Sample Model Case Brief 2

Case Brief Sample 2

 

Case:              People (Colorado) v. Nathan Hall

Colorado Supreme Court 2004

Procedural History: At a preliminary hearing, the trial court dismissed case for lack of probable cause (defendant won)

District court affirmed lack of probable cause (defendant won again)

Appellate court reversed (People won)

Issue:            A) How should Colorado law describe the mental state of recklessness?

  1. B) Whether the People have probable cause to believe that the defendant committed reckless manslaughter when the defendant, a former ski racer trained in ski safety, skied straight down a dangerous section of a mountain, lost control, and struck the victim, killing him.

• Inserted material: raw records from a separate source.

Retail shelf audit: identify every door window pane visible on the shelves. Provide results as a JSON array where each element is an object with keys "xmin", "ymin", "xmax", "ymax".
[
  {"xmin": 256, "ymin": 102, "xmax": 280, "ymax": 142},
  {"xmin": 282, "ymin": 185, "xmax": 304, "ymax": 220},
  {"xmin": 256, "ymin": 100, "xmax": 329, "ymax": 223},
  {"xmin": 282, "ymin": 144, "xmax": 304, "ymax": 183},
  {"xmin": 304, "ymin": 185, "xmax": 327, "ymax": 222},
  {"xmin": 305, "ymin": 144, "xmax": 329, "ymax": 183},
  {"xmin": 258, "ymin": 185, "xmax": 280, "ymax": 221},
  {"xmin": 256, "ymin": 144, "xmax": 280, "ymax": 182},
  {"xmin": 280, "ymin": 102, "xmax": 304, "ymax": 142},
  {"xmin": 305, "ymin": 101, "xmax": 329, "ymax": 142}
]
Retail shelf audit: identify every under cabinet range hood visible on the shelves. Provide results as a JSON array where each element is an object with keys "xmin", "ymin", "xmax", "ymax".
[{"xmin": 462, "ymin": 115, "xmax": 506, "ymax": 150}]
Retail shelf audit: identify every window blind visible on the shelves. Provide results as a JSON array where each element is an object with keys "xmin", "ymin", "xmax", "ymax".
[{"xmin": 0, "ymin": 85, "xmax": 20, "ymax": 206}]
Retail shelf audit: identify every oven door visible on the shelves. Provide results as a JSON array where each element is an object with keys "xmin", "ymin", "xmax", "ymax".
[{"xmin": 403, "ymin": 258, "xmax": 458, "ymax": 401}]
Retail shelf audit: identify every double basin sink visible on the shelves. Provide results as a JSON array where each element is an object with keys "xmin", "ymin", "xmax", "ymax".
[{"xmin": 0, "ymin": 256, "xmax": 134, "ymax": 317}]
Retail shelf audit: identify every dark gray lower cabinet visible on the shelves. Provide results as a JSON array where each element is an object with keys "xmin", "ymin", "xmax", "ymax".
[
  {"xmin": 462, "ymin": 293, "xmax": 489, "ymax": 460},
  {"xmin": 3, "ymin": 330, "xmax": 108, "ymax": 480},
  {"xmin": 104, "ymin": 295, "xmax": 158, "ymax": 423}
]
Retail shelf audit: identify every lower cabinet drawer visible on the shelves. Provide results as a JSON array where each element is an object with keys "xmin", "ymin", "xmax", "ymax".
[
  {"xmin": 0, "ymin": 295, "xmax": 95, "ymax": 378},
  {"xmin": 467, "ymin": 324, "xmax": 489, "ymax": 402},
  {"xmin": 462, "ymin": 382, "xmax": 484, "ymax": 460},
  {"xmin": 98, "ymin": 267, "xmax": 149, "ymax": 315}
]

Holding: A) Mental state of recklessness is a legal definition that forms the rule for this issue; see rule below for court’s holding on the description of the recklessness mental state.

  1. B) Defendant’s conduct reveals sufficient probable cause of reckless manslaughter because the defendant acted “despite his subjective awareness of a substantial and unjustifiable risk of death from his conduct.” Specifically, the defendant appreciated the risk of harm because he was a former ski racer trained in ski safety. He consciously disregarded that risk when he hurtled himself straight down a steep and bumpy slope with his weight back on his skis and arms out for balance, allowing himself to be thrown from mogul to mogul. The risk was substantial and unjustified because, as a ski racer, defendant knew what harm might occur from losing control on skis at a high rate of speed, yet he chose to ski the dangerous route down the mountain.

Rules: A) Recklessness involves a higher level of culpability than criminal negligence, but requires less culpability than intentional actions. The State establishes a cause of action for reckless manslaughter when it proves the defendant caused the victim’s death and the defendant:

Consciously disregarded A substantial and

Unjustified risk that he would Cause the death of another

The court may infer that the defendant was subjectively aware of the risk. Court must weigh the nature and purpose of defendant’s conduct against the risk created by that conduct in evaluating whether a risk is unjustifiable. A substantial and unjustified risk is a gross deviation from the standard of care. Risk of death to another in a general sense is sufficient; defendant need not risk death of a specific individual.

  1. B) In evaluating probable cause, the court considers the facts in a light most favorable to the prosecution and draws all inferences against the defendant. The state need only show that a reasonably prudent and cautious person could believe that the defendant committed the crime.

Reasoning: A) Court relies on statutory definitions for recklessness from Colorado law, the model penal code, and New York law.

As it defines recklessness, the court contrasts recklessness with criminal negligence, noting that both recklessness and negligence require a gross deviation from the standard of care, but recklessness requires subjective awareness of that risk while criminal negligence only requires a failure to perceive the risk

  1. B) Court applies its definition of reckless manslaughter to the case facts using the probable cause standard and finds that probable cause exists. No prior decisions cited.

Facts:

  • Defendant was a ski lift operator, former ski racer, trained in ski safety
  • After lifts closed for the day, defendant skied down a dangerous slope, very fast
  • Defendant lost control on moguls, flew off a knoll, and struck the victim, killing him.